前回の最後にも言わせてもらいましたが引き続き鈴音がやらさせていただきます。


シリーズ的になっていましたが、そのシリーズも今回で終わりです。


ハッピーエンドで終わればいいですが・・・


では、どうぞ。



渉君がお風呂に入って次は私が入っている。


渉君が入ったお風呂・・・いつも入っているのに全然別物に感じてしまう。


髪と身体を洗って湯船に浸かっている。私はかなり長くお風呂にいる。入浴してるとかなりリラックスできて、疲れとかストレスとかも自然に取れてゆく。


でも、今はちょっと特別かな。


お風呂は好きだけど今日は早々に出た。渉君を待たせちゃいけないし、これ以上身体が熱くなると耐え切れないから。


私はお風呂を出て体を拭いて、自分の部屋に向かった。


部屋に戻ると渉君は私の部屋をあさることもなく、ソワソワしているわけでもなく、普通に横になって寝ていた。

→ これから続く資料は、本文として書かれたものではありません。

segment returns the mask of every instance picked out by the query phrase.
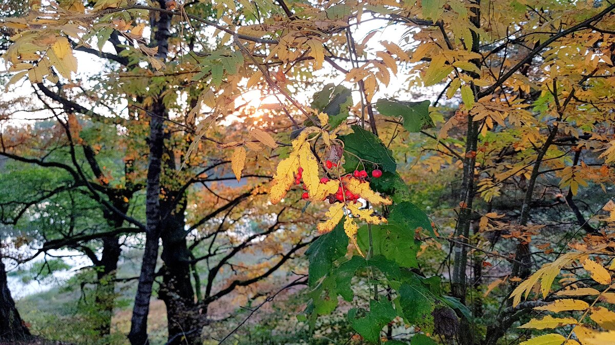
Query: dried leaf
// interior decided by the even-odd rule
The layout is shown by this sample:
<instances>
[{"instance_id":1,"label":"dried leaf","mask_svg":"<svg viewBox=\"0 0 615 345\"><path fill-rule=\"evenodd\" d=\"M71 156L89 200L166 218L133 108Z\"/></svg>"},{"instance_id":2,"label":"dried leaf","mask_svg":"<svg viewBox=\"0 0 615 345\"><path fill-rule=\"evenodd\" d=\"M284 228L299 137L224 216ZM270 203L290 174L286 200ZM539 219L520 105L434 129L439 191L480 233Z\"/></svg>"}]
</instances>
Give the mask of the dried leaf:
<instances>
[{"instance_id":1,"label":"dried leaf","mask_svg":"<svg viewBox=\"0 0 615 345\"><path fill-rule=\"evenodd\" d=\"M232 157L231 159L231 166L232 168L232 172L235 173L235 177L237 182L241 179L241 172L244 171L245 166L245 147L239 146L235 149L232 153Z\"/></svg>"}]
</instances>

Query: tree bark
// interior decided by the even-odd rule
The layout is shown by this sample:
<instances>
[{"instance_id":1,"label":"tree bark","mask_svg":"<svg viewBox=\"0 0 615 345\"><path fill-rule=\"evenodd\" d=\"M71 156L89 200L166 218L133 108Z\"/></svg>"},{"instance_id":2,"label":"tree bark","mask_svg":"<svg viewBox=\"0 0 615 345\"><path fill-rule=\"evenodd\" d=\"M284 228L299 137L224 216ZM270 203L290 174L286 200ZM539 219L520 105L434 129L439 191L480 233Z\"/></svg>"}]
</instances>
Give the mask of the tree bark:
<instances>
[{"instance_id":1,"label":"tree bark","mask_svg":"<svg viewBox=\"0 0 615 345\"><path fill-rule=\"evenodd\" d=\"M159 0L161 8L166 7L164 0ZM169 38L171 36L171 16L165 13L153 14L154 20L154 39L158 47L156 57L167 59ZM168 118L167 109L159 97L154 101L149 118L149 155L148 165L147 186L146 187L145 214L147 218L145 234L145 249L141 265L141 274L132 309L130 332L128 338L133 345L149 344L147 335L148 314L149 300L156 276L156 264L158 258L160 223L160 177L162 158L164 148L164 121Z\"/></svg>"},{"instance_id":2,"label":"tree bark","mask_svg":"<svg viewBox=\"0 0 615 345\"><path fill-rule=\"evenodd\" d=\"M0 255L0 341L25 341L31 336L10 295L4 263Z\"/></svg>"}]
</instances>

やっぱり渉君らしいなぁ。逆の立場だったら落ち着かないよ。


あ、そうだ。渉君お客さんなんだからもてなさないと、渉君が起きるまでに私の手料理を作ろう。


部屋から出てキッチンに来た。


・・・料理って何をどうすればいいんだろう?そういえば私、料理なんてほとんどやったことないんだった。


とりあえず何か材料を探さないと・・・にんじん、玉ねぎ、ジャガイモ、豚肉・・・カレーかな。

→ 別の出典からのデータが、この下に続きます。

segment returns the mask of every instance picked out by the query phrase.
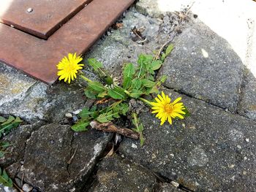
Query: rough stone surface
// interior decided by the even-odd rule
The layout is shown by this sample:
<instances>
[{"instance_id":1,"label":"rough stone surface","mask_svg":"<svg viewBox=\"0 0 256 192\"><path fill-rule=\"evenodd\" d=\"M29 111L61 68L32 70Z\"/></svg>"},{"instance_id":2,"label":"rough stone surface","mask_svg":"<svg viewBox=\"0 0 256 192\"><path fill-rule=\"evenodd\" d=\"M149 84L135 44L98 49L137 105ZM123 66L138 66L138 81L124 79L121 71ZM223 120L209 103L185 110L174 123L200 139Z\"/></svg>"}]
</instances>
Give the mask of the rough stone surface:
<instances>
[{"instance_id":1,"label":"rough stone surface","mask_svg":"<svg viewBox=\"0 0 256 192\"><path fill-rule=\"evenodd\" d=\"M152 54L166 39L159 39L159 24L162 22L146 17L134 8L131 8L124 18L120 18L117 23L122 23L123 26L118 29L110 28L110 36L99 40L86 54L85 62L87 58L95 58L102 62L104 67L113 75L120 77L124 64L136 64L140 53ZM143 45L132 39L134 36L131 30L134 27L144 28L142 34L147 41Z\"/></svg>"},{"instance_id":2,"label":"rough stone surface","mask_svg":"<svg viewBox=\"0 0 256 192\"><path fill-rule=\"evenodd\" d=\"M160 183L159 188L158 188L158 192L182 192L184 191L176 188L174 187L173 185L170 183Z\"/></svg>"},{"instance_id":3,"label":"rough stone surface","mask_svg":"<svg viewBox=\"0 0 256 192\"><path fill-rule=\"evenodd\" d=\"M59 121L67 112L83 105L83 90L75 85L50 87L0 64L0 114L29 122Z\"/></svg>"},{"instance_id":4,"label":"rough stone surface","mask_svg":"<svg viewBox=\"0 0 256 192\"><path fill-rule=\"evenodd\" d=\"M150 171L114 155L99 164L97 181L90 192L153 191L157 184Z\"/></svg>"},{"instance_id":5,"label":"rough stone surface","mask_svg":"<svg viewBox=\"0 0 256 192\"><path fill-rule=\"evenodd\" d=\"M18 190L14 188L5 187L0 184L1 192L18 192Z\"/></svg>"},{"instance_id":6,"label":"rough stone surface","mask_svg":"<svg viewBox=\"0 0 256 192\"><path fill-rule=\"evenodd\" d=\"M165 85L236 111L243 64L228 43L197 21L174 44L159 73L167 75Z\"/></svg>"},{"instance_id":7,"label":"rough stone surface","mask_svg":"<svg viewBox=\"0 0 256 192\"><path fill-rule=\"evenodd\" d=\"M88 179L110 139L111 134L91 131L73 135L69 126L42 126L27 141L18 175L24 174L24 182L42 191L75 191L83 185L80 180Z\"/></svg>"},{"instance_id":8,"label":"rough stone surface","mask_svg":"<svg viewBox=\"0 0 256 192\"><path fill-rule=\"evenodd\" d=\"M181 96L190 117L160 126L153 115L143 113L145 145L125 139L119 152L196 191L256 191L255 122Z\"/></svg>"},{"instance_id":9,"label":"rough stone surface","mask_svg":"<svg viewBox=\"0 0 256 192\"><path fill-rule=\"evenodd\" d=\"M238 112L248 118L256 120L256 77L245 70Z\"/></svg>"},{"instance_id":10,"label":"rough stone surface","mask_svg":"<svg viewBox=\"0 0 256 192\"><path fill-rule=\"evenodd\" d=\"M14 163L20 164L23 158L26 140L39 126L39 125L20 126L3 138L3 140L10 143L11 146L7 149L8 153L0 158L1 166L7 167Z\"/></svg>"}]
</instances>

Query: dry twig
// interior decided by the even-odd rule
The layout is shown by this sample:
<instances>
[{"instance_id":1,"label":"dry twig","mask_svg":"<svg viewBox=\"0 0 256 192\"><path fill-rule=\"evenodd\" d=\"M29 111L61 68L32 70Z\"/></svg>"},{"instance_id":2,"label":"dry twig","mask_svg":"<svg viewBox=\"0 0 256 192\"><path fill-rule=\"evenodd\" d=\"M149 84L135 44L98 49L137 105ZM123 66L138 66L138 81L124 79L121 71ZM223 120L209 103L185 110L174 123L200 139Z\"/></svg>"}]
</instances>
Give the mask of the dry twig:
<instances>
[{"instance_id":1,"label":"dry twig","mask_svg":"<svg viewBox=\"0 0 256 192\"><path fill-rule=\"evenodd\" d=\"M93 128L102 131L103 132L118 133L119 134L124 135L125 137L127 137L134 139L140 139L140 135L138 133L129 128L119 128L115 126L112 122L100 123L98 121L93 120L90 123L90 126Z\"/></svg>"}]
</instances>

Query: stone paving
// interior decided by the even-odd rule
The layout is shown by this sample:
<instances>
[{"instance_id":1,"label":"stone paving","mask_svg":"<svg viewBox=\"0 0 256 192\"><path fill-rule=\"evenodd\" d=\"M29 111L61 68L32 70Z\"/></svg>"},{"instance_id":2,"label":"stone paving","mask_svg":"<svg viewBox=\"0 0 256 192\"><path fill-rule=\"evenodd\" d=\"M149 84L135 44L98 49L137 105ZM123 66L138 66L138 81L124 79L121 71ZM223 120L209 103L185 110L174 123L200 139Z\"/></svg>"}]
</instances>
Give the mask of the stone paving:
<instances>
[{"instance_id":1,"label":"stone paving","mask_svg":"<svg viewBox=\"0 0 256 192\"><path fill-rule=\"evenodd\" d=\"M114 134L73 133L65 118L90 104L79 83L49 86L0 64L0 114L26 122L4 137L12 153L0 164L24 191L256 191L252 68L195 15L185 21L149 5L131 7L118 21L123 28L110 28L85 58L99 59L118 77L124 63L172 40L175 48L159 75L167 75L162 89L181 96L191 116L160 126L149 111L142 112L145 145L124 138L106 157ZM145 28L144 45L134 40L135 26ZM0 191L18 191L0 185Z\"/></svg>"}]
</instances>

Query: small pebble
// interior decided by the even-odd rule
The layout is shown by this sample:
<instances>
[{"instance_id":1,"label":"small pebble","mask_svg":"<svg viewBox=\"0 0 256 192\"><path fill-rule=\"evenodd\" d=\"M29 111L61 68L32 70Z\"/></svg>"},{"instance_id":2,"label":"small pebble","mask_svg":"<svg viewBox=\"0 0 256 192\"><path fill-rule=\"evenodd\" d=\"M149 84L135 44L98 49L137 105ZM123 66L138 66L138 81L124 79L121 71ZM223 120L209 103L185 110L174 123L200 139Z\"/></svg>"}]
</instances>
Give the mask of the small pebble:
<instances>
[{"instance_id":1,"label":"small pebble","mask_svg":"<svg viewBox=\"0 0 256 192\"><path fill-rule=\"evenodd\" d=\"M228 166L229 168L233 168L234 166L235 166L234 164L231 164L231 165L229 165L229 166Z\"/></svg>"},{"instance_id":2,"label":"small pebble","mask_svg":"<svg viewBox=\"0 0 256 192\"><path fill-rule=\"evenodd\" d=\"M23 186L22 187L22 190L24 191L24 192L29 192L31 191L32 191L33 189L33 187L30 186L29 185L25 183L23 185Z\"/></svg>"},{"instance_id":3,"label":"small pebble","mask_svg":"<svg viewBox=\"0 0 256 192\"><path fill-rule=\"evenodd\" d=\"M66 113L65 116L66 118L72 118L73 117L73 115L72 115L70 112Z\"/></svg>"},{"instance_id":4,"label":"small pebble","mask_svg":"<svg viewBox=\"0 0 256 192\"><path fill-rule=\"evenodd\" d=\"M134 143L132 144L132 148L135 148L135 149L137 149L137 145Z\"/></svg>"},{"instance_id":5,"label":"small pebble","mask_svg":"<svg viewBox=\"0 0 256 192\"><path fill-rule=\"evenodd\" d=\"M26 9L28 12L31 12L33 11L33 9L31 7L29 7L28 9Z\"/></svg>"},{"instance_id":6,"label":"small pebble","mask_svg":"<svg viewBox=\"0 0 256 192\"><path fill-rule=\"evenodd\" d=\"M75 115L78 115L78 114L79 114L79 112L80 112L81 111L82 111L82 110L78 110L73 112L73 113L74 113Z\"/></svg>"},{"instance_id":7,"label":"small pebble","mask_svg":"<svg viewBox=\"0 0 256 192\"><path fill-rule=\"evenodd\" d=\"M14 180L15 180L15 181L17 185L18 185L19 188L22 188L22 186L21 186L21 180L20 180L19 178L17 178L17 177L15 178Z\"/></svg>"}]
</instances>

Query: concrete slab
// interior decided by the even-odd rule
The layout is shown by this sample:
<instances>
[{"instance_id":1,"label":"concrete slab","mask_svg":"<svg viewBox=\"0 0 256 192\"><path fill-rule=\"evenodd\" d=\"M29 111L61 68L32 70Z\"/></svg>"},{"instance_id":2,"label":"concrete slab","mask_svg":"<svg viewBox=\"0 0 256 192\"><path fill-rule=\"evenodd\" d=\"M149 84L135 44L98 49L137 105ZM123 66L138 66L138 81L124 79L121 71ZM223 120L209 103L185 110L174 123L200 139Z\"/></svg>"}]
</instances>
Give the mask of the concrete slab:
<instances>
[{"instance_id":1,"label":"concrete slab","mask_svg":"<svg viewBox=\"0 0 256 192\"><path fill-rule=\"evenodd\" d=\"M197 99L181 96L192 115L173 125L140 114L146 142L125 139L127 158L195 191L256 191L256 123Z\"/></svg>"}]
</instances>

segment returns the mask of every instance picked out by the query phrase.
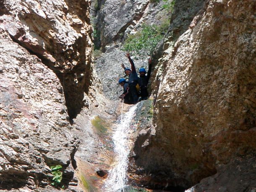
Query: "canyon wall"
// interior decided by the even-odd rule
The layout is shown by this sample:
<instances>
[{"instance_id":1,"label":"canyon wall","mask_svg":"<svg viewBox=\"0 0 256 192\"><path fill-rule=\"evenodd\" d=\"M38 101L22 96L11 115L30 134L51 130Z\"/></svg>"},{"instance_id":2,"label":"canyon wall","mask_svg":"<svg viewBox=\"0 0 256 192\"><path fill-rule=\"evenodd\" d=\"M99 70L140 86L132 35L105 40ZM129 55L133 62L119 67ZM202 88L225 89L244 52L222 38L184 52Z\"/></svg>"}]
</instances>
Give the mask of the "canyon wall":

カレーは作ったこと無いけど多分簡単だし、料理下手な私でもできるはず。


さてまずはジャガイモの皮をこう。


確かピーラーって調理器具使うんだよね。ピーラーなんてあったっけ、これかな?


私はジャガイモの皮を剥き始めたけど、進まない。でこぼこしてるからやりづらいし種があるから取らないといけないし。


体感時間的に30分ぐらい経ってようやく皮を剥き終えた。料理ってこんなに大変なんだ。


気を取り直して次は玉ねぎね。玉ねぎの皮を剥いて縦に切った。


玉ねぎって線があるけどこの線通りに切ればいいのかな?でもそれだと太すぎるかな。だったらこの線から約2ミリから3ミリずらしたらちょうどいいかな。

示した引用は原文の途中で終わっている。